The loch is surrounded by woodland and we had a short walk through the trees to reach the shore. The sound of the nearby A9 trunk road was still audible but soon was lost to us as we entered the silky smooth water and stroked towards the islands and Moy Hall. As with many of the Highland lochs, the waters are a deep peaty black and made our arms appear ghostly white despite being fairly tanned from the recent weeks of strong sun and outdoor swims. The swim comprised some stretches of sustained front crawl interspersed with some chatty breaststroke and some freestyle twirls to take in the scenery and just delight in the feel of the warm water and the sun on our backs.
Loch Moy has an interesting history (information from the Gazetteer for Scotland) as the main island in the centre of the loch was once inhabited by the chiefs of clan Mackintosh and is said to have had a castle dating from around 1337 and inhabited until 1665. The island is also reputed to have had a garrison of 400 men and been witness to several clan battles in the area (hard to believe such a small island, about 3-400m in length and less in width, could accommodate such a population).

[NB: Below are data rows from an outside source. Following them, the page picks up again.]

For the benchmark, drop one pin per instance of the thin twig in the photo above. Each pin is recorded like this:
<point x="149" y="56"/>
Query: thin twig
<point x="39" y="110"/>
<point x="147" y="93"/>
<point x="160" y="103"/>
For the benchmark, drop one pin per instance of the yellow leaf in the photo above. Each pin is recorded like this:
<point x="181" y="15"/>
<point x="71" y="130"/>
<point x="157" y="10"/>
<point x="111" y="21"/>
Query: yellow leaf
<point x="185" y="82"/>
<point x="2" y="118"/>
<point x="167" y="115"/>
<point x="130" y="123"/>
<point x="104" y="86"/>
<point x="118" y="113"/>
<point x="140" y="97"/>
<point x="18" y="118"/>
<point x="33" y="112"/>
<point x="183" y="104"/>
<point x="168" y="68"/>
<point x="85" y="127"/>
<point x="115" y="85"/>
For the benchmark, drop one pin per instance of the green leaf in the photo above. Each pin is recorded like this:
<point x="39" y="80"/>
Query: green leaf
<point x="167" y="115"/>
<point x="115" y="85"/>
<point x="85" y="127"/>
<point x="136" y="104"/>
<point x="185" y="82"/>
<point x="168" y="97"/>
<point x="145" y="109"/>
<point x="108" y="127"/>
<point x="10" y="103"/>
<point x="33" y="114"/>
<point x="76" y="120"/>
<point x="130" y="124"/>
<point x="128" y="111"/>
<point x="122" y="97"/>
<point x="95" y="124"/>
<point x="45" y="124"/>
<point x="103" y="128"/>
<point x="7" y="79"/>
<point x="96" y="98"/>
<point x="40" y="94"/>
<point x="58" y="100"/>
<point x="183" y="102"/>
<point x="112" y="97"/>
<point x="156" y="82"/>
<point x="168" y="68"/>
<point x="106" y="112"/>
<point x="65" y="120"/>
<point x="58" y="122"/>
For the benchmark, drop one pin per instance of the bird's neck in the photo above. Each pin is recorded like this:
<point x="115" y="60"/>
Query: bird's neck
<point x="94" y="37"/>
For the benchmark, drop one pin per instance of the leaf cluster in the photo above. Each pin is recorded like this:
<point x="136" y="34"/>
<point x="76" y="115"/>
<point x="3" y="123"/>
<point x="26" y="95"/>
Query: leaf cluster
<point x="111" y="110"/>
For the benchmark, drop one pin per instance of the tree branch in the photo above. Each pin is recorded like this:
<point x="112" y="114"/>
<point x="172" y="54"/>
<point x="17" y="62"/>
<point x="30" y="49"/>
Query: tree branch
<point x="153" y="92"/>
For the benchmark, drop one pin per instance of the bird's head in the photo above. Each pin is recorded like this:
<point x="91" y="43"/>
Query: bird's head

The ruins of the castle are apparently still to be found although Morag and I saw no sign of any ruins, not roads nor buildings nor castle, that are supposed to be present during our sojourn onto the island to visit the obelisk.
The obelisk, a 70ft high needle-like construction of granite block in the centre of the island, was reputedly erected in 1824 in honour of Sir Aeneas Mackintosh, the 23rd clan chief who died in 1820. The two of us, having worn wetshoes to protect our feet from the stones when entering/exiting the loch, were able to navigate the vegetation of the island and walk around the obelisk. A brass plaque is to be found high up on one side of the structure, but the script is too small to be read from the ground. A tree sprouts from the highest point of the structure and another tree seems to have gained a root hold a few metres above ground level. Both are visibly forcing the granite blocks apart and decay is inevitable. We saw no signs of the deer resident on the island, but there was plenty of long vegetation and trees for them to hide within. We largely avoided the nettles, but each caught a sting on the legs as we returned down the bank to the water. I then yelped as my feet sank into some deep soft sediment and I was forced to flop forwards to escape. It all added to sense of the adventure.
I mentioned islands, plural. The second island, maybe 100m from the main island, is a clutch of boulders about 3m across and jutting barely a couple of feet clear of the water. Apparently this island was used as a prison with the captive being chained to a stone in the centre. A gallows reportedly stood on the island until the end of the last century and the prisoners were either set free or executed within 24 hours. Hard to believe those few rocks have such a macabre past.
As we swam back towards the shore whence we began our journey there was still time to appreciate the shafts of sunlight dancing on my skin through the water and keep a watch out for the resident ospreys.
As ever, the swim was at an end all too soon.